A critical vulnerability in Citrix Application Delivery Controller (NetScaler ADC) and Citrix Gateway (NetScaler Gateway) could allow criminal access to the networks of 80,000 companies in 158 countries.
The countries most at risk are the U.S. (with 38% of the vulnerable networks), the UK, Germany, the Netherlands, and Australia.
The vulnerability (CVE-2019-19781), described as ‘critical’ although not yet assigned a CVSS severity rating, was discovered by Positive Technologies. “This vulnerability,” says Positive, “affects all supported versions of the product, and all supported platforms, including Citrix ADC and Citrix Gateway 13.0, Citrix ADC and NetScaler Gateway 12.1, Citrix ADC and NetScaler Gateway 12.0, Citrix ADC and NetScaler Gateway 11.1, and also Citrix NetScaler ADC and NetScaler Gateway 10.5.”
If the vulnerability is exploited, the attacker does not require access to any accounts, so it can be undertaken by any external actor. It allows unauthorized access to published applications and other internal network resources from the Citrix servers.

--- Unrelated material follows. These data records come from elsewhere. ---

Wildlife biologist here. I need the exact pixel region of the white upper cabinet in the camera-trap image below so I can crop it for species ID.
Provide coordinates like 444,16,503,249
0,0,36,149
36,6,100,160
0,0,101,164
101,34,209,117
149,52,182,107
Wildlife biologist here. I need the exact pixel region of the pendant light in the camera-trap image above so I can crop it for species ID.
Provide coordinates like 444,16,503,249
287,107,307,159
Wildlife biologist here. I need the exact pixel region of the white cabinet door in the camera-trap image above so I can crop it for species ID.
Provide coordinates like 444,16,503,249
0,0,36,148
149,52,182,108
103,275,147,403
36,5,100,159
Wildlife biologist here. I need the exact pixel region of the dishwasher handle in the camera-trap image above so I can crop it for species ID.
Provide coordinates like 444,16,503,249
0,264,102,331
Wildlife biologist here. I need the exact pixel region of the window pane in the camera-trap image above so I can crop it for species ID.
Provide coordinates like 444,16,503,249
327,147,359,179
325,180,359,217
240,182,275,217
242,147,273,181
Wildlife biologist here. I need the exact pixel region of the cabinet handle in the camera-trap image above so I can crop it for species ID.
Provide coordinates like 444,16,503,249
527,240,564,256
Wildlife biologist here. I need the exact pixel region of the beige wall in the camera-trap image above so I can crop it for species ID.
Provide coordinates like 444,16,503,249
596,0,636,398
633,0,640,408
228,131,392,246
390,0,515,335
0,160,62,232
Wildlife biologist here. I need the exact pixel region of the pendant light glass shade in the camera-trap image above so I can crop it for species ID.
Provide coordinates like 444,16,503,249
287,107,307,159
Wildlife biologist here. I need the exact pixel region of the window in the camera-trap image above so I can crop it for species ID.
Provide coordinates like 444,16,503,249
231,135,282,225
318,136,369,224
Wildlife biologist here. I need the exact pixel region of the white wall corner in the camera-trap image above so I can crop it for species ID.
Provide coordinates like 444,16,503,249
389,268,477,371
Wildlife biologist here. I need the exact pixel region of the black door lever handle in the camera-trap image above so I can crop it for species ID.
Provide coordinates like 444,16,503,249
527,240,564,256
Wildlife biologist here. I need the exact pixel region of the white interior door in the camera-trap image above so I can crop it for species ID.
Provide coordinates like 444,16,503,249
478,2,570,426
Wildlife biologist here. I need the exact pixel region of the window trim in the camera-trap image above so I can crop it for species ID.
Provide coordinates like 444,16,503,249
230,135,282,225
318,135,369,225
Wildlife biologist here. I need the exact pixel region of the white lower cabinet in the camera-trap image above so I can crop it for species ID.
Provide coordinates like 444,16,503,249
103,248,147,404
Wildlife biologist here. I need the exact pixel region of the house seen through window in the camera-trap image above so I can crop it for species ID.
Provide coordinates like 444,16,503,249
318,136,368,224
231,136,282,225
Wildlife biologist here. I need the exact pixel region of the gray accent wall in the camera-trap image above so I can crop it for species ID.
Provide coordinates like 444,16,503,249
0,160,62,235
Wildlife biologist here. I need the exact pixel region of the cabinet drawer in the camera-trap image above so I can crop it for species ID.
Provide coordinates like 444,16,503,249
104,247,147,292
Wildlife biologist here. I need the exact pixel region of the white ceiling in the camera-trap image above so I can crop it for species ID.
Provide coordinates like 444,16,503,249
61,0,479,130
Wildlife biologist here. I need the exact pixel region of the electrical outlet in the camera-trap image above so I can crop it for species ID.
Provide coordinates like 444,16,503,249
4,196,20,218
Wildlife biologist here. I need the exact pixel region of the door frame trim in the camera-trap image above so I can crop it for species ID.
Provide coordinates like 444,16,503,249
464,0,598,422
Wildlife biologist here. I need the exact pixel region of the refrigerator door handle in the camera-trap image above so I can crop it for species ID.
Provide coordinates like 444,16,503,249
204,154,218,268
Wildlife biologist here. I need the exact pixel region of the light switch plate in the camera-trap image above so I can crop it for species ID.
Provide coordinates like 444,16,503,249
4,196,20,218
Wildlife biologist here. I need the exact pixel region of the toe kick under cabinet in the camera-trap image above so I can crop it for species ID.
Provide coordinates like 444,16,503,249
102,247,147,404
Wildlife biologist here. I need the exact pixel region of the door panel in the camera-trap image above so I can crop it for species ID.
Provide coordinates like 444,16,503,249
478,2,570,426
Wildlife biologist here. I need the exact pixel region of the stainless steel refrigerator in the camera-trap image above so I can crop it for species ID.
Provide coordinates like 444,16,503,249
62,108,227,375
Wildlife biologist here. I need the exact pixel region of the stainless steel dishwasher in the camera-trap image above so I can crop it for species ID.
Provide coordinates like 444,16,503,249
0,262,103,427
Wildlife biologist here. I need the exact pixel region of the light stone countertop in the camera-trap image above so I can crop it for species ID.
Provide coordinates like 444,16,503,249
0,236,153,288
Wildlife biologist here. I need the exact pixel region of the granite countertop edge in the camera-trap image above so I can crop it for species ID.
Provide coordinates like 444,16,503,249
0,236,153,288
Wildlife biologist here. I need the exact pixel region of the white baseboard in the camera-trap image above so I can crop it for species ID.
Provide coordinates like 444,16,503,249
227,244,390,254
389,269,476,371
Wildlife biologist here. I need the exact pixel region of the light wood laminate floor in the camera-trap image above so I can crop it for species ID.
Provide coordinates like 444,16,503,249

“Citrix applications are widely used in corporate networks,” commented Dmitry Serebryannikov, director of the security audit department at Positive Technologies. “This includes their use for providing terminal access of employees to internal company applications from any device via the Internet. Considering the high risk brought by the discovered vulnerability, and how widespread Citrix software is in the business community, we recommend information security professionals take immediate steps to mitigate the threat.”
In its own security bulletin on December 7, 2019, Citrix warned that if exploited, the vulnerability “could allow an unauthenticated attacker to perform arbitrary code execution.” The firm has published recommended mitigation steps for the vulnerability, involving configuration changes pending a fix. These steps start with a reboot as “a precautionary step to ensure that if there are any open sessions, obtained via the vulnerability prior to policy application, are cleared.”
Positive notes that Citrix issued the mitigation steps “within just a couple of weeks after the vulnerability was discovered. From our experience, we know that in many cases it can take months.”
It warns that the vulnerability has existed since 2014, and that it is therefore as important to detect any potential existing exploitation and infrastructure compromise as it is to defend against current or future attacks.